Schneider's buzzer-beater sends Prospect past Stevenson
Prospect's Ben Schneider asked his mom Kate for a little advice before his team's sectional game with Stevenson.
"My mom told me, 'Let's Go!'"
Ben Schneider took his mom's words to heart. The sophomore dribbled downcourt as timing was ticking off. He then pulled up and nailed a basket as time expired to lift the Knights to a 45-44 win over Stevenson at The class 4A Barrington sectional Wednesday.
With the win, sixth-seeded Prospect (20-11) will play top-seeded Libertyville (28-5) in the Barrington sectional final at 7 p.m. Friday.
It was the second sectional game in a row at Barrington that ended on a last-second shot. Libertyville's Aidyn Boone converted a three-pointer on Tuesday to win it for the Wildcats.
Schneider knew just how Boone felt.
"It doesn't feel real," said a smiling Schneider, who was mobbed by his teammates and fellow students.
"The plan was for me to dribble down and fake hand off. They covered it well. We ran it well and I had to shoot the ball. I knew it was going in."
Prospect coach Brad Rathe said that he was impressed with Scheider's courage to take that shot.
"For a sophomore that is a big shot," Rathe said. "A big shot. What a moment for him. What a fun game. We tried to run Ben downhill and get Alex (Georgakas) to swing over the top and they kind of sagged down."
Schneider's shot obviously overshadowed a huge comeback by Stevenson (22-8) in the final 31 seconds.
Prospect led 43-39 with 31 seconds to play thanks to a trio of baskets by Cole Chapman. The Knights had a chance to increase that lead, but a missed free throw gave Stevenson some life.
The Patriots responded with a pair of free throws by Aidan Bardic with 23.1 seconds left to cut the lead to 43-41. Stevenson then pressured the ensuing inbounds pass and it was intercepted by Armand Burris.
After a timeout, the Patriots got the ball down low to David Sulnius, who powered his way for the tying basket and was fouled with seven seconds left. After a Prospect timeout, Sulnius' free throw spun around the rim and off the backboard before dropping through to put Stevenson up by one.
Prospect then inbounded the ball immediately to Schneider, whose basket was ruled a two-pointer since his foot was on the three-point line.
"We only needed two," Rathe said.
Rathe said the style of both teams predetermined a finish like this.
"They play so much like us," Rathe said. "You knew from the start that it would be a grind. They are hard to beat. It is hard to win these games."
Just like in their previous meeting on Jan. 21, which Prospect won 41-40, both teams again played a very deliberate style.

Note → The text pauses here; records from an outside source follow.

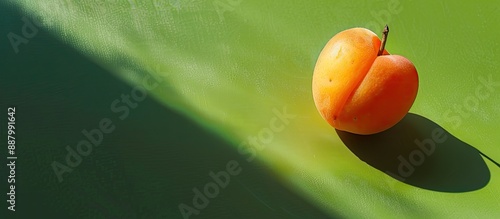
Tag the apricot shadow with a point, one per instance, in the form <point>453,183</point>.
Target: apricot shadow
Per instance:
<point>406,153</point>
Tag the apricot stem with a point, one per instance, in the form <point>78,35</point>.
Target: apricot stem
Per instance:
<point>384,39</point>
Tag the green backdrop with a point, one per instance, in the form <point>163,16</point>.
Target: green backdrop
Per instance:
<point>234,84</point>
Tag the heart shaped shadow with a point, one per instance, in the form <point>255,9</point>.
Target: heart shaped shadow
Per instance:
<point>421,153</point>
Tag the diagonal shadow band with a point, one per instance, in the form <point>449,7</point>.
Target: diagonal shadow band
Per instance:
<point>421,153</point>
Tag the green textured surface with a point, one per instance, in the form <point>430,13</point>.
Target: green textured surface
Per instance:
<point>229,73</point>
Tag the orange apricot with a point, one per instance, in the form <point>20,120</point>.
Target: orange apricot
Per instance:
<point>359,87</point>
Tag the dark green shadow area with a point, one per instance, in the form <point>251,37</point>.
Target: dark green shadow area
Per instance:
<point>421,153</point>
<point>144,169</point>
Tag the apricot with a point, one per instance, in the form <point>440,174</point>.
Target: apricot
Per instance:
<point>359,87</point>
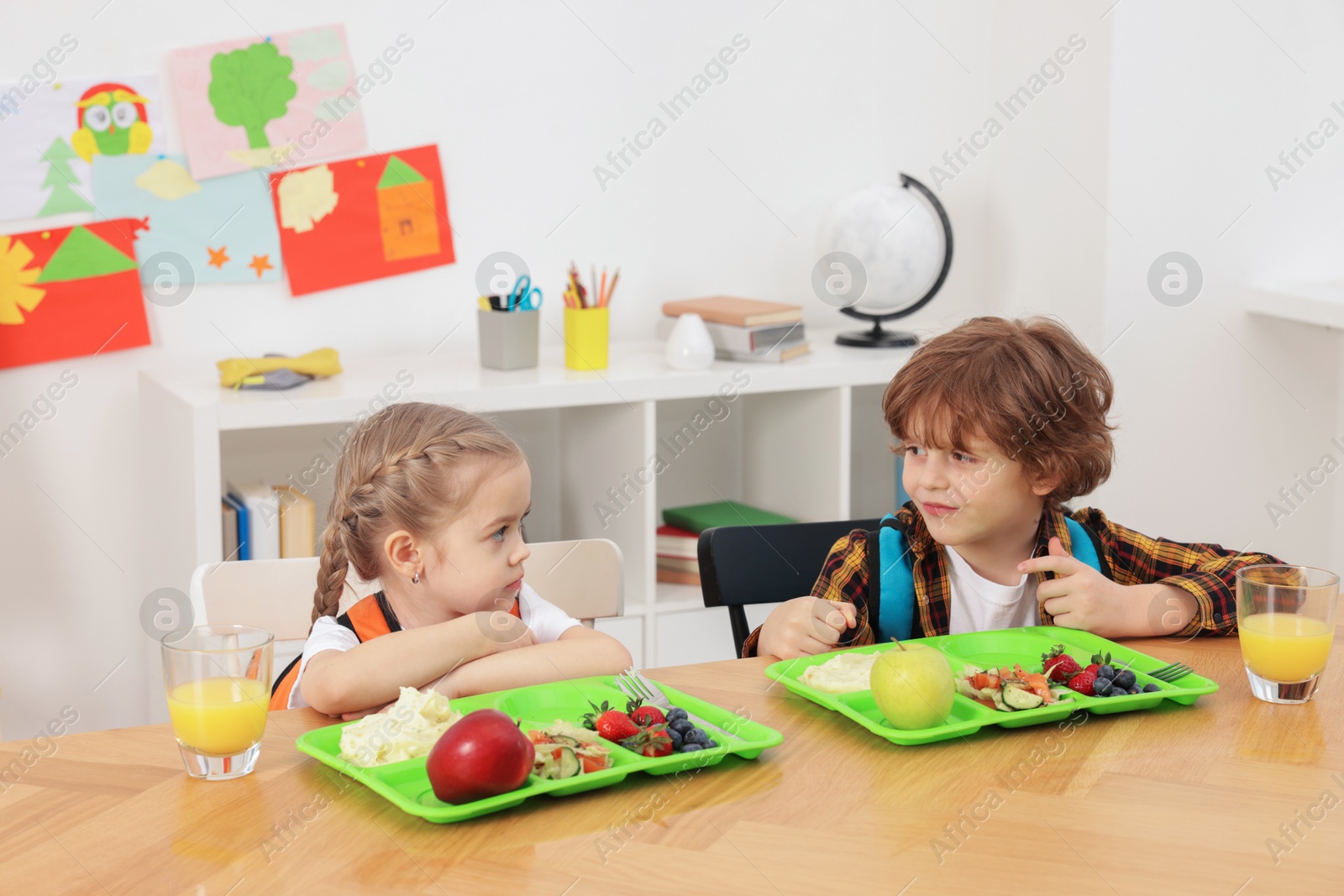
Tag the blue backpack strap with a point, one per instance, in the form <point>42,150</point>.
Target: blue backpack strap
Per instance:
<point>891,584</point>
<point>1084,546</point>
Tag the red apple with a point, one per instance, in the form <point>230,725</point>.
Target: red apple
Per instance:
<point>484,754</point>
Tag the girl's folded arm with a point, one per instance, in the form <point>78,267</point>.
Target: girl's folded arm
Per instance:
<point>373,673</point>
<point>578,653</point>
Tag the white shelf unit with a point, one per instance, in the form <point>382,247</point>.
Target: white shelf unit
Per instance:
<point>803,438</point>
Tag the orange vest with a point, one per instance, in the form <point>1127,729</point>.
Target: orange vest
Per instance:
<point>369,618</point>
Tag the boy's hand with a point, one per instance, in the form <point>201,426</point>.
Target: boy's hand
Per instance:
<point>804,626</point>
<point>1082,598</point>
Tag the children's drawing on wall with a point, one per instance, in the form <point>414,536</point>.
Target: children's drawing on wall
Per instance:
<point>280,100</point>
<point>71,291</point>
<point>225,228</point>
<point>54,134</point>
<point>346,222</point>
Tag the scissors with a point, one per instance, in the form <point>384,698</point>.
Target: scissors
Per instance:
<point>522,297</point>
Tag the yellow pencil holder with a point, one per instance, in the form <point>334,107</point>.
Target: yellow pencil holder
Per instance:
<point>585,338</point>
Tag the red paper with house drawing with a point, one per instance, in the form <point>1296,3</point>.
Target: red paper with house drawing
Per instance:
<point>347,222</point>
<point>69,291</point>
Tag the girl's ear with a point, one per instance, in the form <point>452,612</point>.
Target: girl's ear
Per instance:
<point>401,553</point>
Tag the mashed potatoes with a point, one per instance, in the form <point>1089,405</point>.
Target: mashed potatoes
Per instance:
<point>842,674</point>
<point>407,730</point>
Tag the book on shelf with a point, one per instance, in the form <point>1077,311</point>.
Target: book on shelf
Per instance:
<point>228,526</point>
<point>241,543</point>
<point>676,543</point>
<point>297,521</point>
<point>754,340</point>
<point>262,506</point>
<point>737,312</point>
<point>679,564</point>
<point>672,577</point>
<point>698,517</point>
<point>781,354</point>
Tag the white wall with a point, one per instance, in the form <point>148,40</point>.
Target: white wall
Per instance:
<point>524,100</point>
<point>1218,409</point>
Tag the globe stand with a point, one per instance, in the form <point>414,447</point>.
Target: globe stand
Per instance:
<point>878,338</point>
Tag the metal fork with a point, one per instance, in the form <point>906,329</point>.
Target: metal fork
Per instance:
<point>1171,673</point>
<point>632,684</point>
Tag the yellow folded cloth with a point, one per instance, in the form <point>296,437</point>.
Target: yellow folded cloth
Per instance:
<point>323,362</point>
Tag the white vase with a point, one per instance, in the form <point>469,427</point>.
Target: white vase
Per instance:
<point>690,347</point>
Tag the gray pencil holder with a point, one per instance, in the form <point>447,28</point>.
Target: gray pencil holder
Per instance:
<point>508,338</point>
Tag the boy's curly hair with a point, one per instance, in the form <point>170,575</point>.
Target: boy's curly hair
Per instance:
<point>1027,385</point>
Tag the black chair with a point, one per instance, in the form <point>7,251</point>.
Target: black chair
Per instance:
<point>743,564</point>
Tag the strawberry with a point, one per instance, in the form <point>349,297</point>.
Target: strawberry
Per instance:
<point>644,715</point>
<point>1058,665</point>
<point>609,723</point>
<point>649,741</point>
<point>1082,683</point>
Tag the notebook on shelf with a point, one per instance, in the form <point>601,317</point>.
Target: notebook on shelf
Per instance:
<point>297,520</point>
<point>746,338</point>
<point>241,539</point>
<point>737,312</point>
<point>262,506</point>
<point>698,517</point>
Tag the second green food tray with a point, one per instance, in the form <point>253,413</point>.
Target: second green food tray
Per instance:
<point>991,651</point>
<point>407,783</point>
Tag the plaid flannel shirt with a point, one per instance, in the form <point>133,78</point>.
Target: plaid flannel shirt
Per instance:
<point>1207,571</point>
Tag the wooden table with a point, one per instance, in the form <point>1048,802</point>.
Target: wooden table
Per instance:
<point>1175,799</point>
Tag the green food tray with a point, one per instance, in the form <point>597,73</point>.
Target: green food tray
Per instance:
<point>991,651</point>
<point>407,783</point>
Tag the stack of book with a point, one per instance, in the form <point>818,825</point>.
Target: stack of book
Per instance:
<point>680,535</point>
<point>678,562</point>
<point>743,329</point>
<point>265,523</point>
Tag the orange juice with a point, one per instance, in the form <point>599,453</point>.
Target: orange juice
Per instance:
<point>1284,647</point>
<point>219,716</point>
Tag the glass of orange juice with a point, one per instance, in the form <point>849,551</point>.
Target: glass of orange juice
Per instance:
<point>218,684</point>
<point>1285,620</point>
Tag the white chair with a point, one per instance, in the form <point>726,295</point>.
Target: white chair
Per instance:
<point>582,578</point>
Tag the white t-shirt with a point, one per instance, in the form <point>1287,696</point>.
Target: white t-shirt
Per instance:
<point>980,605</point>
<point>546,621</point>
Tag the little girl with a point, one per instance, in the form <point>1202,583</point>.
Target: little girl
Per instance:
<point>430,501</point>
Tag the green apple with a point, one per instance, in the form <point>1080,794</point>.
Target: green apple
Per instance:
<point>913,687</point>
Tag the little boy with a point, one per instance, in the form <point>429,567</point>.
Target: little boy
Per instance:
<point>1000,422</point>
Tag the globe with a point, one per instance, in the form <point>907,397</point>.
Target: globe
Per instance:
<point>890,250</point>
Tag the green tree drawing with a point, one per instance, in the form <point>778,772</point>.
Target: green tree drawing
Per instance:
<point>252,86</point>
<point>60,181</point>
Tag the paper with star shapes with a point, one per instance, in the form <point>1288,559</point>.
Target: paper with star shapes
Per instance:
<point>284,98</point>
<point>354,221</point>
<point>223,228</point>
<point>51,132</point>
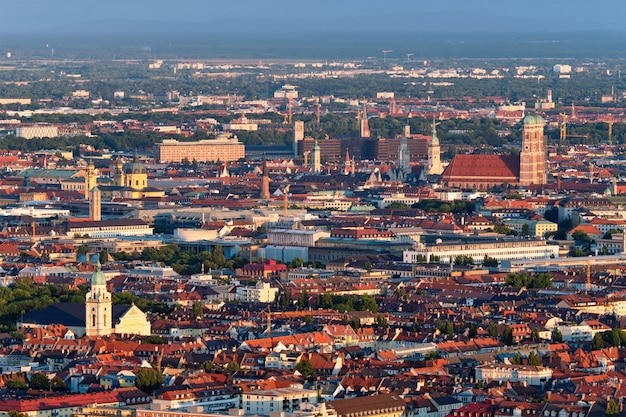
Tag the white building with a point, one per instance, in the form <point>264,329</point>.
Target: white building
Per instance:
<point>288,237</point>
<point>500,250</point>
<point>264,402</point>
<point>262,292</point>
<point>37,131</point>
<point>531,375</point>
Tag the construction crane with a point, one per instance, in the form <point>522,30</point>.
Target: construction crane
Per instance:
<point>385,52</point>
<point>285,198</point>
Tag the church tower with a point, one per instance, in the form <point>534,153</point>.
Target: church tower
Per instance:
<point>364,123</point>
<point>533,153</point>
<point>119,177</point>
<point>98,308</point>
<point>136,175</point>
<point>95,204</point>
<point>298,135</point>
<point>90,179</point>
<point>316,158</point>
<point>434,153</point>
<point>404,157</point>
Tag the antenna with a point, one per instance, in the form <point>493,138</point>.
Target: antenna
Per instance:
<point>385,52</point>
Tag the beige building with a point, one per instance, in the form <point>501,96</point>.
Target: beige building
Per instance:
<point>264,402</point>
<point>221,148</point>
<point>531,375</point>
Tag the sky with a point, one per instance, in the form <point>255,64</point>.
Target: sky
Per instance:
<point>275,16</point>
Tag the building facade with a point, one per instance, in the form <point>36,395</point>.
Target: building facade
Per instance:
<point>221,148</point>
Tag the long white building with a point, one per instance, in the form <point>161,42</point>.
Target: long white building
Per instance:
<point>500,250</point>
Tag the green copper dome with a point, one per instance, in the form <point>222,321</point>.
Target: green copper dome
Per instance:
<point>98,278</point>
<point>533,119</point>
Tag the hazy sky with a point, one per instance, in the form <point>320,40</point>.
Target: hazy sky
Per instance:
<point>75,16</point>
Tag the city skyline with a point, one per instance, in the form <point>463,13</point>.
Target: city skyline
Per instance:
<point>244,16</point>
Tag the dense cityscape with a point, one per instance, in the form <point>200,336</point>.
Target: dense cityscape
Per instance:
<point>390,236</point>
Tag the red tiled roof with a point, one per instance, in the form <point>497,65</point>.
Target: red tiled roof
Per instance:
<point>493,166</point>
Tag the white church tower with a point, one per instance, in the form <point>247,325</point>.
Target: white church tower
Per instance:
<point>433,166</point>
<point>98,309</point>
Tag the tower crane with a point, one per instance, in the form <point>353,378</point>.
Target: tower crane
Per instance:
<point>385,52</point>
<point>285,198</point>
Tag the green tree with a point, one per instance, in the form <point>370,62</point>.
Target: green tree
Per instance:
<point>17,384</point>
<point>597,342</point>
<point>233,367</point>
<point>58,385</point>
<point>40,381</point>
<point>208,366</point>
<point>535,335</point>
<point>196,309</point>
<point>534,359</point>
<point>492,329</point>
<point>305,368</point>
<point>303,301</point>
<point>147,380</point>
<point>472,331</point>
<point>507,336</point>
<point>612,409</point>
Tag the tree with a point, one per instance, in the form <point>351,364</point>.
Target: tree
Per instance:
<point>17,384</point>
<point>597,342</point>
<point>612,409</point>
<point>40,381</point>
<point>492,329</point>
<point>382,322</point>
<point>196,309</point>
<point>535,335</point>
<point>534,359</point>
<point>58,385</point>
<point>305,368</point>
<point>507,336</point>
<point>148,380</point>
<point>472,331</point>
<point>233,367</point>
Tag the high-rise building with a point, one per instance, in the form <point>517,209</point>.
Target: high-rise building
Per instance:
<point>265,183</point>
<point>222,148</point>
<point>533,153</point>
<point>91,179</point>
<point>95,208</point>
<point>298,135</point>
<point>364,123</point>
<point>434,153</point>
<point>316,159</point>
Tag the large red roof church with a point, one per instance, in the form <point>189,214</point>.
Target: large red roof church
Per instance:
<point>480,172</point>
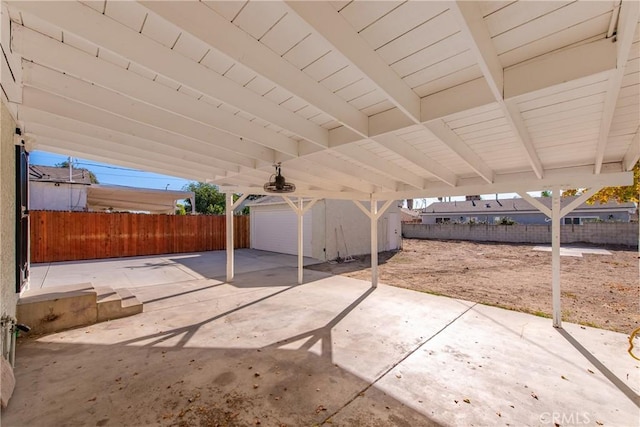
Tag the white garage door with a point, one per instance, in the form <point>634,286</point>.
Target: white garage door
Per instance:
<point>275,230</point>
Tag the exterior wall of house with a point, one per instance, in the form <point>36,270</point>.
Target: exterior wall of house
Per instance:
<point>609,233</point>
<point>327,234</point>
<point>356,228</point>
<point>7,214</point>
<point>52,196</point>
<point>522,218</point>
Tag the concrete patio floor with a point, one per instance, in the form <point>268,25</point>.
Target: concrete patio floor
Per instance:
<point>265,351</point>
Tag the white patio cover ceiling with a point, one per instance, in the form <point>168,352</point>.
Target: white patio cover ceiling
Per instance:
<point>362,98</point>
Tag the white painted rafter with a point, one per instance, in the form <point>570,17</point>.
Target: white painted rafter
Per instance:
<point>633,153</point>
<point>472,25</point>
<point>570,177</point>
<point>77,90</point>
<point>44,101</point>
<point>109,34</point>
<point>441,131</point>
<point>43,123</point>
<point>238,45</point>
<point>66,147</point>
<point>386,167</point>
<point>627,24</point>
<point>54,54</point>
<point>322,173</point>
<point>394,143</point>
<point>349,169</point>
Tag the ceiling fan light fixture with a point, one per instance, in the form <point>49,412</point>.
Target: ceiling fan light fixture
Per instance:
<point>278,184</point>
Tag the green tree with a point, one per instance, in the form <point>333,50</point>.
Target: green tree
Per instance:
<point>92,177</point>
<point>209,201</point>
<point>628,193</point>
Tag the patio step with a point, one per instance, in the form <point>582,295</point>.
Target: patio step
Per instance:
<point>57,308</point>
<point>114,304</point>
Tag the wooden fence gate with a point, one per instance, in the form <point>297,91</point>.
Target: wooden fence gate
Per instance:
<point>71,236</point>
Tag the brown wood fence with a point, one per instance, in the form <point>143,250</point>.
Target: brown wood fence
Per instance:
<point>71,236</point>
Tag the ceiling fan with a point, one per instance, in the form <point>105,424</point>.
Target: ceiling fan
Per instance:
<point>277,183</point>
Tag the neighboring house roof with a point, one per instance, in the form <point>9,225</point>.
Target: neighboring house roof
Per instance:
<point>56,174</point>
<point>410,212</point>
<point>272,200</point>
<point>121,198</point>
<point>517,205</point>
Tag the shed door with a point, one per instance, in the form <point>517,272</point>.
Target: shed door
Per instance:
<point>276,230</point>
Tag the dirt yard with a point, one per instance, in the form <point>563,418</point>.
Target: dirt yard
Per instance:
<point>602,291</point>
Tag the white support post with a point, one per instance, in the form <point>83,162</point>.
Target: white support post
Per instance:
<point>300,210</point>
<point>374,214</point>
<point>374,242</point>
<point>229,225</point>
<point>300,213</point>
<point>555,257</point>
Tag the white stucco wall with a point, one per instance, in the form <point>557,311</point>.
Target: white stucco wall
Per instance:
<point>327,235</point>
<point>57,196</point>
<point>7,214</point>
<point>356,228</point>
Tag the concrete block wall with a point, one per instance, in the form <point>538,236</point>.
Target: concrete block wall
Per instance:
<point>620,233</point>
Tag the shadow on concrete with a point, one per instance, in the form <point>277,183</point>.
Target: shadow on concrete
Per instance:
<point>136,382</point>
<point>625,389</point>
<point>125,385</point>
<point>361,262</point>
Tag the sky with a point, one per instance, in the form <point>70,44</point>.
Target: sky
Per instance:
<point>110,174</point>
<point>117,175</point>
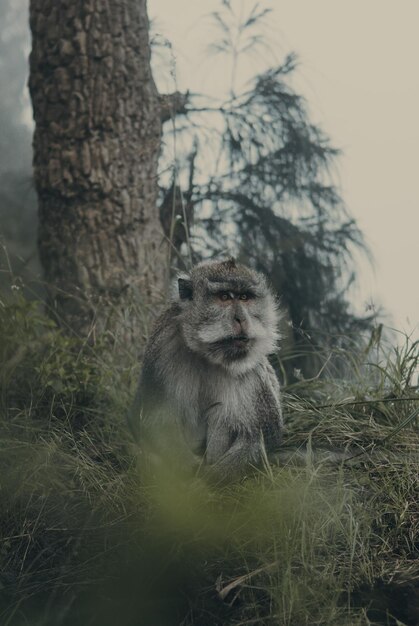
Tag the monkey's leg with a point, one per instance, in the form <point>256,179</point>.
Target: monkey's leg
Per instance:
<point>246,451</point>
<point>218,439</point>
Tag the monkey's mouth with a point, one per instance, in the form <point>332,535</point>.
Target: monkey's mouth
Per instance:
<point>239,342</point>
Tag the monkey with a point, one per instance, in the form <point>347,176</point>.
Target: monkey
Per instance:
<point>207,391</point>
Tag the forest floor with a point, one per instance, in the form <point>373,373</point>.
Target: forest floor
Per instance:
<point>327,534</point>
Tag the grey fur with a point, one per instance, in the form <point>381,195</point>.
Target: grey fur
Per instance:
<point>207,391</point>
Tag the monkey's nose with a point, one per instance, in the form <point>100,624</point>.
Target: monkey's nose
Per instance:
<point>239,325</point>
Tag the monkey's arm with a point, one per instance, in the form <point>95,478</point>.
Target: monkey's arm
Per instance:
<point>246,451</point>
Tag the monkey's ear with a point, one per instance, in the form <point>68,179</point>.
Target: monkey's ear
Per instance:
<point>185,289</point>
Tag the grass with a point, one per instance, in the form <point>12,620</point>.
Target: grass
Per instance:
<point>328,534</point>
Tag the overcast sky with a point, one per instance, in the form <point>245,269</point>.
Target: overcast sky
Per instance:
<point>359,73</point>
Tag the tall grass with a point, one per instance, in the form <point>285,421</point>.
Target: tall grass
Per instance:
<point>327,534</point>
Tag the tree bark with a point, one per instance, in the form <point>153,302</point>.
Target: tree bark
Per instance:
<point>96,146</point>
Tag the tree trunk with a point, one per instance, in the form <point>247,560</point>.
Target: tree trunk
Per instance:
<point>96,147</point>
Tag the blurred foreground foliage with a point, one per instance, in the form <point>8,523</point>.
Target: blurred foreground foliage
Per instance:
<point>326,535</point>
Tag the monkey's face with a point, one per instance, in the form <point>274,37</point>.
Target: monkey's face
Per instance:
<point>229,317</point>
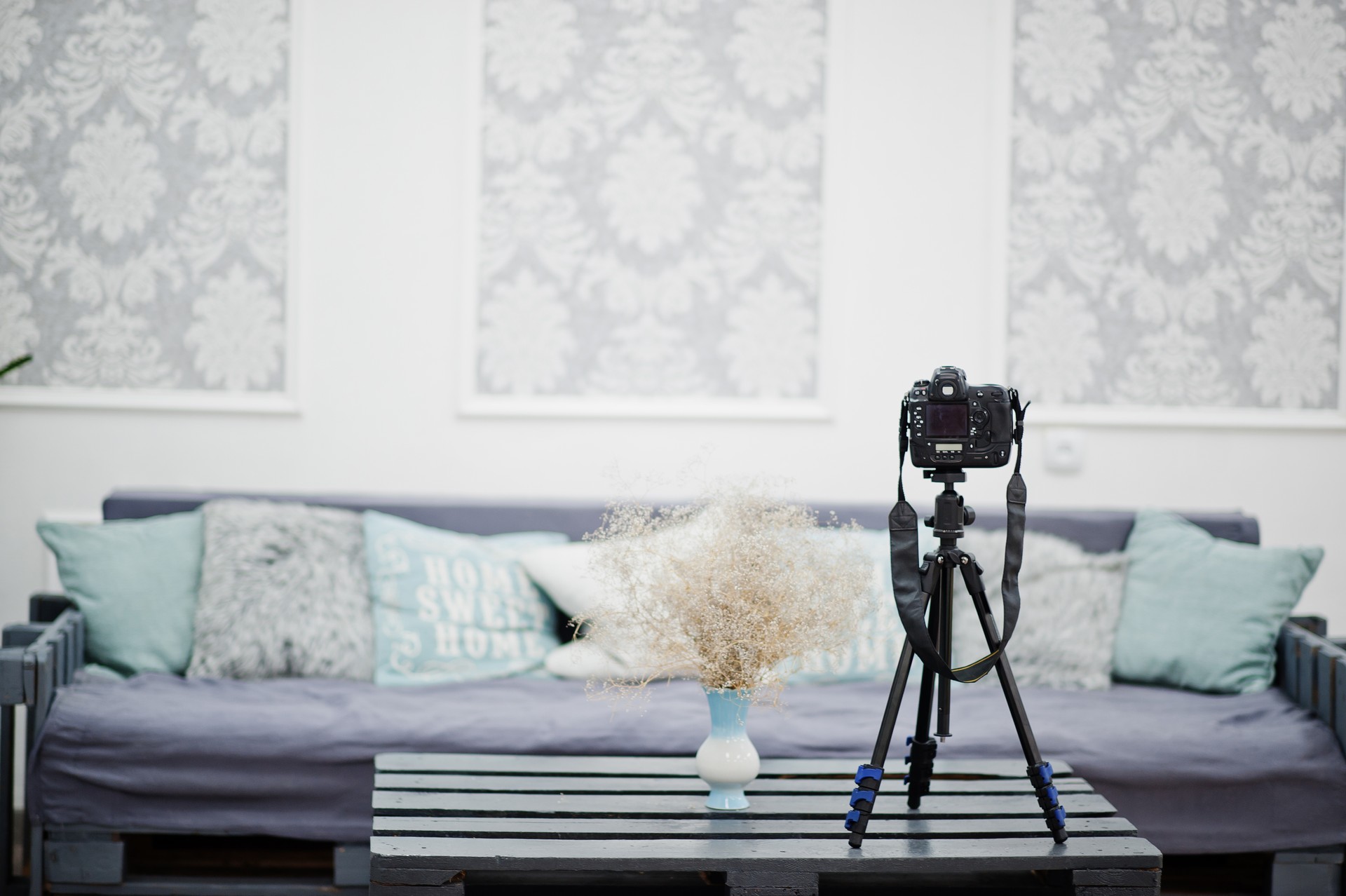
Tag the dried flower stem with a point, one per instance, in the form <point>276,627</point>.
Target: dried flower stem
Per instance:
<point>733,590</point>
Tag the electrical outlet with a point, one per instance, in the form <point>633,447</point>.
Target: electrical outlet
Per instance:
<point>1065,449</point>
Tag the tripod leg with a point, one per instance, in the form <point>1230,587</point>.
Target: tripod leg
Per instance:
<point>1040,773</point>
<point>923,745</point>
<point>869,778</point>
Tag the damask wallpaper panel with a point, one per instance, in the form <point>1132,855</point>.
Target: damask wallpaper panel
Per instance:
<point>649,218</point>
<point>143,198</point>
<point>1177,203</point>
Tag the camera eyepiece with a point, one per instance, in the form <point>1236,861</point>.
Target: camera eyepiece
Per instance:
<point>948,383</point>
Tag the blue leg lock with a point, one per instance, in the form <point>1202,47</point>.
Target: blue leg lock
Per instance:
<point>1049,799</point>
<point>867,780</point>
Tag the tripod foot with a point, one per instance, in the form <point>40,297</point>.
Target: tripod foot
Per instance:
<point>867,780</point>
<point>923,767</point>
<point>1056,817</point>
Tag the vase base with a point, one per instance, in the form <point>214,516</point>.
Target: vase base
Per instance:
<point>726,799</point>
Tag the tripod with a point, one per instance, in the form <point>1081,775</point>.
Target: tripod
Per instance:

Stevenson was able to take an early lead with Jack Dabbs getting inside for baskets. Prospect was able to stay close with Georgakas answering for the Knights.
"I thought about the mistakes I had when we played them last time," Georgakas said. "I wasn't going to do that tonight."
Prospect led 18-17 at the half. The Knights then converted their first six shots of the third quarter and opened up a 35-29 lead.
Stevenson then used an 8-2 run open the fourth quarter, setting the stage for a wild finish.
"We didn't play as good of defense as we wanted all night long." Stevenson coach Pat Ambrose said. "And that was indicative of them."
Ambrose was please at the fight his team had at the end.
"I was proud of the kids of sticking to it," Ambrose said. "They battled back. We didn't give up and fought and did some good things. We just couldn't get that stop at the end."
Stevenson was led by Dabbs, who had 14 points and seven rebounds. Christian Uremovich had eight points, Sulnius seven points, Bardic six points and Brandon Sorkin five points.
Prospect, which shot 11-of-15 from the field in the second half, was led by Georgakas who had 14 points. Schneider had 11 points, Chapman eight points and Charlie Gilmer six points.